与SSE进行交织洗牌的原理

Question

目标：

对于输入的有序列表：

1 2 3 4 5 6 7 8 9 10 11 12 13 14 15 16 17 18 19 20 21 22 23 24

实现交错式随机播放：

1 9 17 2 10 18 3 11 19 4 12 20 5 13 21 6 14 22 7 15 23 8 16 24

图： 过程：

可以通过SSE2中的_mm_shuffle_ps实现以上目标。
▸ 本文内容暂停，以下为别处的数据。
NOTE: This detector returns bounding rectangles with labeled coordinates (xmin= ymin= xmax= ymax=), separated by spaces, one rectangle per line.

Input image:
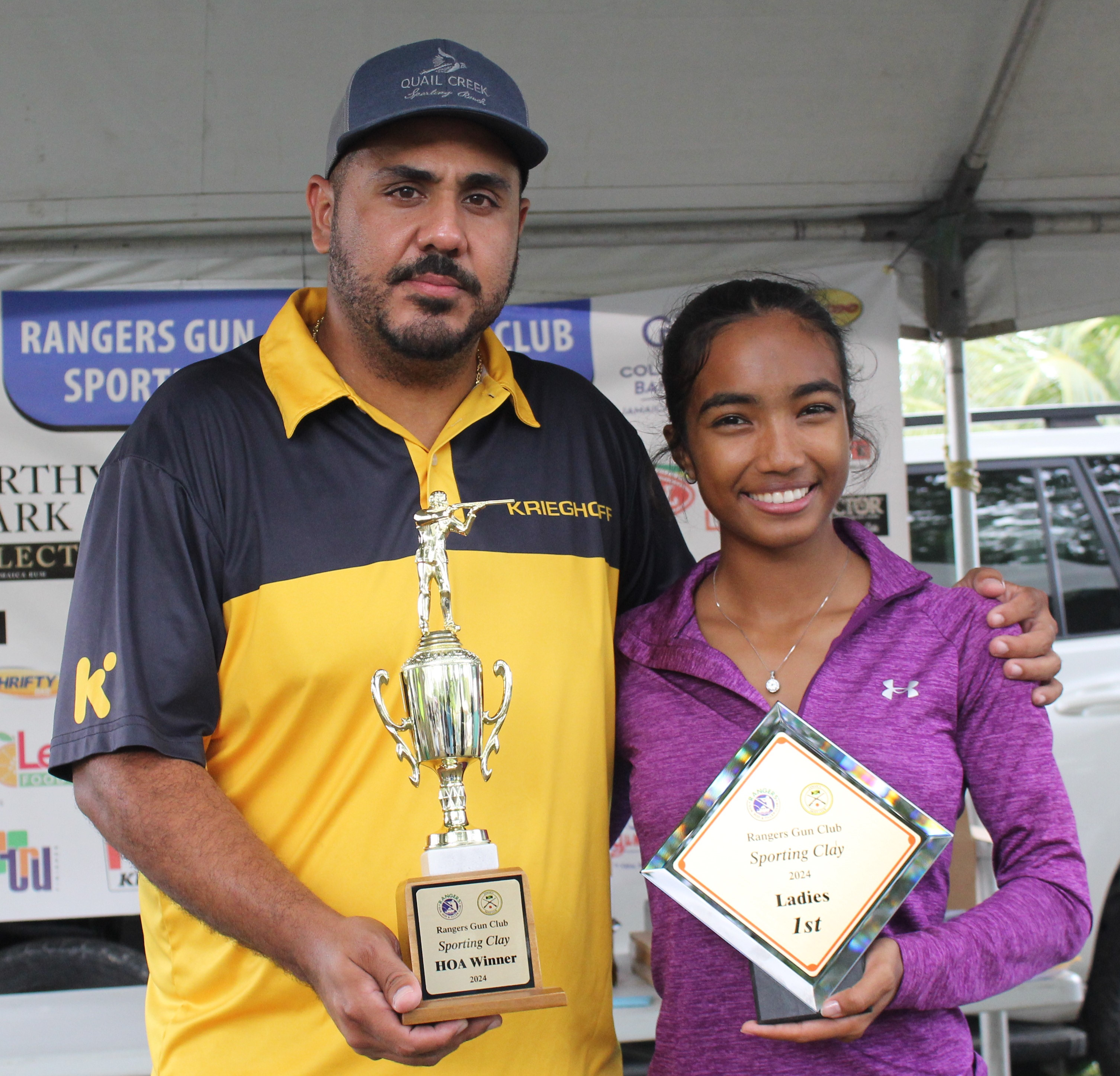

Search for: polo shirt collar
xmin=261 ymin=288 xmax=541 ymax=448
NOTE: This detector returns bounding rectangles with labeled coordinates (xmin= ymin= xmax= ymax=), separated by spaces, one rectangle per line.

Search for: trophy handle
xmin=478 ymin=661 xmax=513 ymax=781
xmin=370 ymin=669 xmax=421 ymax=787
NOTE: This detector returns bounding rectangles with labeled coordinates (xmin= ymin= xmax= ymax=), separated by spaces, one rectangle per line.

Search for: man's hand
xmin=74 ymin=750 xmax=502 ymax=1065
xmin=956 ymin=568 xmax=1062 ymax=706
xmin=741 ymin=938 xmax=903 ymax=1043
xmin=300 ymin=917 xmax=502 ymax=1065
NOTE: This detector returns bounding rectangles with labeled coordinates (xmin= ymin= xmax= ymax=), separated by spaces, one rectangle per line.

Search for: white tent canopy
xmin=0 ymin=0 xmax=1120 ymax=327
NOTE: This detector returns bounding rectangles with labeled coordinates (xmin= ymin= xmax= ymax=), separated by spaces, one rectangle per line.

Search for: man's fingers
xmin=362 ymin=920 xmax=423 ymax=1012
xmin=953 ymin=568 xmax=1006 ymax=598
xmin=821 ymin=962 xmax=895 ymax=1020
xmin=1004 ymin=653 xmax=1062 ymax=684
xmin=981 ymin=583 xmax=1057 ymax=637
xmin=1030 ymin=680 xmax=1063 ymax=706
xmin=739 ymin=1014 xmax=873 ymax=1043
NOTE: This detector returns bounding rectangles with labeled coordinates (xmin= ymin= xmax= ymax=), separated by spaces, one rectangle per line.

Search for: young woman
xmin=617 ymin=279 xmax=1092 ymax=1076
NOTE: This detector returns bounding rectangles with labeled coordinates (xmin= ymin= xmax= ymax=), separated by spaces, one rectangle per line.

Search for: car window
xmin=909 ymin=456 xmax=1120 ymax=635
xmin=1085 ymin=456 xmax=1120 ymax=531
xmin=909 ymin=471 xmax=956 ymax=586
xmin=909 ymin=467 xmax=1050 ymax=593
xmin=1024 ymin=467 xmax=1120 ymax=635
xmin=977 ymin=467 xmax=1050 ymax=593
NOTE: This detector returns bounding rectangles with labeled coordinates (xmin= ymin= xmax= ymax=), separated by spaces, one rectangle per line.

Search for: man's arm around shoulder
xmin=74 ymin=750 xmax=502 ymax=1065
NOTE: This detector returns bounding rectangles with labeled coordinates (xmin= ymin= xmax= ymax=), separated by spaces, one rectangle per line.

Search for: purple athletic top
xmin=616 ymin=520 xmax=1092 ymax=1076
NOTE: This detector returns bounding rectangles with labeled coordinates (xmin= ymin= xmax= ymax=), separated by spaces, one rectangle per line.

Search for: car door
xmin=909 ymin=456 xmax=1120 ymax=975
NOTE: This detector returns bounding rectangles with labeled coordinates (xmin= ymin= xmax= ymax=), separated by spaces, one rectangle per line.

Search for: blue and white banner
xmin=0 ymin=262 xmax=908 ymax=915
xmin=3 ymin=289 xmax=594 ymax=430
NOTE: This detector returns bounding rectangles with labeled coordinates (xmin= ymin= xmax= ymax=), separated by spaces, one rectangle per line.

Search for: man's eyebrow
xmin=376 ymin=165 xmax=438 ymax=183
xmin=792 ymin=378 xmax=843 ymax=400
xmin=698 ymin=392 xmax=758 ymax=415
xmin=463 ymin=172 xmax=513 ymax=193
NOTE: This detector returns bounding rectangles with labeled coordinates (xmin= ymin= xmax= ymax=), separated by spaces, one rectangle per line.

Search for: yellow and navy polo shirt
xmin=50 ymin=290 xmax=691 ymax=1076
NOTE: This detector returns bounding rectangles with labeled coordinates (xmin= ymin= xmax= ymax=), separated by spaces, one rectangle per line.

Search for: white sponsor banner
xmin=0 ymin=393 xmax=128 ymax=921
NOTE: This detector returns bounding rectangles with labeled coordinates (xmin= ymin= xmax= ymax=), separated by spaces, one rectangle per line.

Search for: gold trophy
xmin=372 ymin=490 xmax=568 ymax=1024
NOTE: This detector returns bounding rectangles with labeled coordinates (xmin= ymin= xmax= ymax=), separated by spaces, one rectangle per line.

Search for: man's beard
xmin=328 ymin=230 xmax=517 ymax=370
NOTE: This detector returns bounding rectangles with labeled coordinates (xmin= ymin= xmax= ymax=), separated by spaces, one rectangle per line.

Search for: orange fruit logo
xmin=816 ymin=288 xmax=863 ymax=329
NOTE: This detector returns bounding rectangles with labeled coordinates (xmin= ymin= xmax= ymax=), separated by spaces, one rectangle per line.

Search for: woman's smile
xmin=747 ymin=482 xmax=819 ymax=516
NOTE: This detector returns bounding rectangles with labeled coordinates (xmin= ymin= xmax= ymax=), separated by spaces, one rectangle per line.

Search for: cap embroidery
xmin=420 ymin=48 xmax=467 ymax=75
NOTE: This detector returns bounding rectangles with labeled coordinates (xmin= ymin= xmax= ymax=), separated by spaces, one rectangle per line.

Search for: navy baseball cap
xmin=324 ymin=38 xmax=549 ymax=176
以下是代码：

#define MAKE_MASK(f3,f2,f1,f0) ((f3<<6)|(f2<<4)|(f1<<2)|f0)
    float fArray[24] = {.0};
    for(size_t i =0;i<24;i++)
        fArray[i] = (i+1);
    __m128 a0 = _mm_loadu_ps(fArray);
    __m128 a1 = _mm_loadu_ps(fArray+4);
    __m128 a2 = _mm_loadu_ps(fArray+8);
    __m128 a3 = _mm_loadu_ps(fArray+12);
    __m128 a4 = _mm_loadu_ps(fArray+16);
    __m128 a5 = _mm_loadu_ps(fArray+20);

    __m128 b0 = _mm_shuffle_ps(a0,a1,MAKE_MASK(2,0,2,0));
    __m128 b3 = _mm_shuffle_ps(a0,a1,MAKE_MASK(3,1,3,1));
    __m128 b1 = _mm_shuffle_ps(a2,a3,MAKE_MASK(2,0,2,0));
    __m128 b4 = _mm_shuffle_ps(a2,a3,MAKE_MASK(3,1,3,1));
    __m128 b2 = _mm_shuffle_ps(a4,a5,MAKE_MASK(2,0,2,0));
    __m128 b5 = _mm_shuffle_ps(a4,a5,MAKE_MASK(3,1,3,1));

    __m128 c0 = _mm_shuffle_ps(b0,b1,MAKE_MASK(2,0,2,0));
    __m128 c3 = _mm_shuffle_ps(b0,b1,MAKE_MASK(3,1,3,1));
    __m128 c1 = _mm_shuffle_ps(b2,b3,MAKE_MASK(2,0,2,0));
    __m128 c4 = _mm_shuffle_ps(b2,b3,MAKE_MASK(3,1,3,1));
    __m128 c2 = _mm_shuffle_ps(b4,b5,MAKE_MASK(2,0,2,0));
    __m128 c5 = _mm_shuffle_ps(b4,b5,MAKE_MASK(3,1,3,1));

    __m128 d0 = _mm_shuffle_ps(c0,c1,MAKE_MASK(2,0,2,0));
    __m128 d3 = _mm_shuffle_ps(c0,c1,MAKE_MASK(3,1,3,1));
    __m128 d1 = _mm_shuffle_ps(c2,c3,MAKE_MASK(2,0,2,0));
    __m128 d4 = _mm_shuffle_ps(c2,c3,MAKE_MASK(3,1,3,1));
    __m128 d2 = _mm_shuffle_ps(c4,c5,MAKE_MASK(2,0,2,0));
    __m128 d5 = _mm_shuffle_ps(c4,c5,MAKE_MASK(3,1,3,1));

     _mm_storeu_ps(fArray,d0);
     _mm_storeu_ps(fArray+4,d1);
     _mm_storeu_ps(fArray+8,d2);
     _mm_storeu_ps(fArray+12,d3);
     _mm_storeu_ps(fArray+16,d4);
     _mm_storeu_ps(fArray+20,d5);

问题

总而言之，将24 float包到6 __m128中，然后将它们改组3次即可达到我的目标。我发现将16个float压缩为4个__m128，然后改组两次可以得到类似的结果。因此，是否存在对大小为4n（n=1,2,3,4,...）的float数组进行混洗的一般原则。

此外，任何人都可以帮助澄清以上算法或向我提供相关材料吗？